American forces left the outside crumbling as a deception to hide the construction of a steel-fortified bunker inside.
"If you had cleaned up the exterior and made it look like a prison, people would know that something was going on here," Brooks said.
"What you wanted to do was to ensure that no attempts were made to break Chemical Ali or Saddam Hussein out of jail."
Electricity to the building has been cut off. Flashlights reveal wires dangling overhead and ceiling tiles broken on the floor. Saddam's interrogation room is next to his cell.
Saddam was jailed at the villa from 2004-06; his cousin Ali Hassan al-Majeed, known as Chemical Ali, from 2004-08, officials said.
Pointing the way to Saddam's 8x20 foot windowless living space are the words "Saddam Hussein Detention Cell" in black print on a single sheet of white paper stuck to a wall. His guards put a sign reading "Door No: 13" above the cell's entry.
Chemical Ali's standard-issue combination toilet-sink is still in place but Saddam's was removed in August, Brooks said.
"It's going to the Military Police Museum at Fort Leonard Wood, Missouri," he said.
Out back is a concrete-walled exercise yard enclosed with chain-link fence at the top where Saddam and Chemical Ali were allowed an hour a day of sunshine, not at the same time.
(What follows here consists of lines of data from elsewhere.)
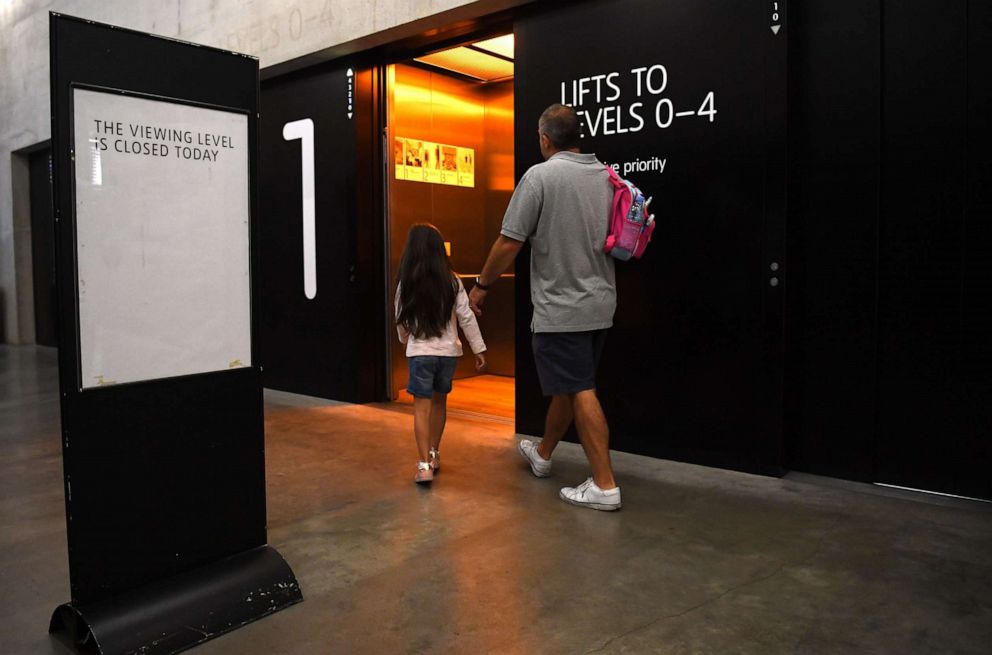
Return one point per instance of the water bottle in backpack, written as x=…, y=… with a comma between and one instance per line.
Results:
x=631, y=224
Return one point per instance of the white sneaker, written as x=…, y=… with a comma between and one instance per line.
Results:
x=538, y=465
x=589, y=495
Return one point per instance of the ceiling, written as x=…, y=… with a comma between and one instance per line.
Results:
x=490, y=60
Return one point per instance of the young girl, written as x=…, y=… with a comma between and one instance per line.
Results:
x=429, y=297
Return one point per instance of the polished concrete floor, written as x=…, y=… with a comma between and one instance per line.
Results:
x=488, y=560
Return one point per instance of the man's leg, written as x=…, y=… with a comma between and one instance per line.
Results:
x=594, y=434
x=555, y=424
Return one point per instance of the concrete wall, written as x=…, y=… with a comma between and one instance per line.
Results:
x=274, y=30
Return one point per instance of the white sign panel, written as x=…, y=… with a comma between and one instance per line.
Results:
x=162, y=238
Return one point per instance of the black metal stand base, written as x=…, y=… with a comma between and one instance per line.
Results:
x=181, y=612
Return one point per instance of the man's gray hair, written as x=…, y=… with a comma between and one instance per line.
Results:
x=561, y=125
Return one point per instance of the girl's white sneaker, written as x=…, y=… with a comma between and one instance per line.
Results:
x=425, y=473
x=589, y=495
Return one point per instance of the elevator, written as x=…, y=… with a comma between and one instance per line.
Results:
x=449, y=161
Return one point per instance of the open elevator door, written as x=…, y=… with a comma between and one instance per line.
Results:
x=449, y=162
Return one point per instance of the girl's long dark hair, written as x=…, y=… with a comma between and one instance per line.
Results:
x=427, y=287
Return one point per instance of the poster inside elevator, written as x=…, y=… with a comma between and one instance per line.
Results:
x=684, y=98
x=162, y=238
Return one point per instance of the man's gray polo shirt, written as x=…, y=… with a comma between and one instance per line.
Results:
x=562, y=206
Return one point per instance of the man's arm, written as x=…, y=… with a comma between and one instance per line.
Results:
x=501, y=255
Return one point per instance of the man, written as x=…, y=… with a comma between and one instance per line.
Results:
x=562, y=206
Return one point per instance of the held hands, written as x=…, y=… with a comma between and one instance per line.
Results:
x=475, y=299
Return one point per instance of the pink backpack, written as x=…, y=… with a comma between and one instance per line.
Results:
x=630, y=224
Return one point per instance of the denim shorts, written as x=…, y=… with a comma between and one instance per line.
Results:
x=430, y=374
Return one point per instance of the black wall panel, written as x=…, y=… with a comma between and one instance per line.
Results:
x=692, y=368
x=325, y=346
x=835, y=73
x=930, y=276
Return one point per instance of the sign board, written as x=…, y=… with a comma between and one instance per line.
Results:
x=162, y=229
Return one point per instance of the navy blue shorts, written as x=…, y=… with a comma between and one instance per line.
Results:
x=430, y=374
x=567, y=361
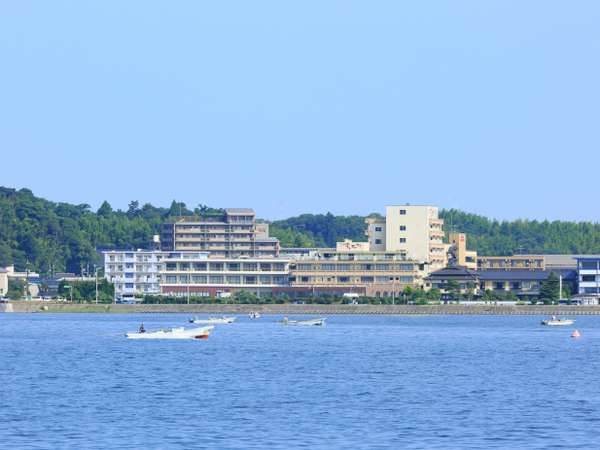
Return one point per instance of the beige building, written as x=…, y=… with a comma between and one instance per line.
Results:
x=198, y=274
x=383, y=272
x=415, y=230
x=515, y=262
x=233, y=234
x=458, y=253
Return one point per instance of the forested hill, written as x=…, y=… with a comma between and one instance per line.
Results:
x=46, y=236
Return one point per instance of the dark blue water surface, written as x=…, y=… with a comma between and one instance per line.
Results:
x=74, y=381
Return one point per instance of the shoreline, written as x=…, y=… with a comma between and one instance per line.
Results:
x=54, y=307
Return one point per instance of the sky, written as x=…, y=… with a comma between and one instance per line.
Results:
x=296, y=107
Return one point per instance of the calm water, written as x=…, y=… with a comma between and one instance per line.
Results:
x=74, y=381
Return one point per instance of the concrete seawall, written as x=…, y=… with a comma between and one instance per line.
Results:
x=51, y=307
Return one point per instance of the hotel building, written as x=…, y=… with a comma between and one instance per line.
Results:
x=353, y=267
x=415, y=230
x=201, y=274
x=588, y=273
x=233, y=234
x=134, y=273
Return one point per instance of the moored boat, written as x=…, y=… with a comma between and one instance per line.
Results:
x=171, y=333
x=310, y=322
x=213, y=320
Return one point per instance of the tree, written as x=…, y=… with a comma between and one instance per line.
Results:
x=16, y=289
x=133, y=209
x=5, y=255
x=549, y=289
x=105, y=209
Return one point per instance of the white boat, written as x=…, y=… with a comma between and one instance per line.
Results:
x=554, y=322
x=310, y=322
x=171, y=333
x=213, y=320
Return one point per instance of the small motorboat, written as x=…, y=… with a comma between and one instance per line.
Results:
x=213, y=320
x=310, y=322
x=171, y=333
x=554, y=322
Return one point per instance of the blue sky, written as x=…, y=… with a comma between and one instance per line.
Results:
x=289, y=107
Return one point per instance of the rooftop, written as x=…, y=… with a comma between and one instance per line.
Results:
x=521, y=274
x=239, y=211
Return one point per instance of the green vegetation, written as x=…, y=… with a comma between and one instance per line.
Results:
x=324, y=230
x=492, y=237
x=16, y=289
x=45, y=236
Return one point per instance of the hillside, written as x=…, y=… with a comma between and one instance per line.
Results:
x=45, y=235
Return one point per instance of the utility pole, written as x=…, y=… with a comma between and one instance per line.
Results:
x=560, y=288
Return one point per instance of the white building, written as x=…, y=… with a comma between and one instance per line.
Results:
x=415, y=230
x=134, y=273
x=197, y=274
x=3, y=282
x=588, y=272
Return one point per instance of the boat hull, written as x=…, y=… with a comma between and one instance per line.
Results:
x=558, y=323
x=213, y=321
x=174, y=333
x=305, y=323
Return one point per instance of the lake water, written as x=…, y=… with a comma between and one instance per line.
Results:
x=74, y=381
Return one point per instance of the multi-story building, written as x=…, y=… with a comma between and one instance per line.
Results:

Wooden planters where the men grew vegetables are still there, earth baked hard and littered with cigarette butts.
Among Saddam's treasures on the Victory grounds are his Victory Over America palace, celebrating the Gulf War in which U.S. forces drove Iraq out of Kuwait, and the Victory Over Iran palace commemorating the 1980s campaign against his neighbor.
In many of the buildings, Saddam's initials are etched in the walls or worked into wrought-iron window grills.
"For me, as a historian, someone who puts his initials on everything borders on megalomania," Brooks said.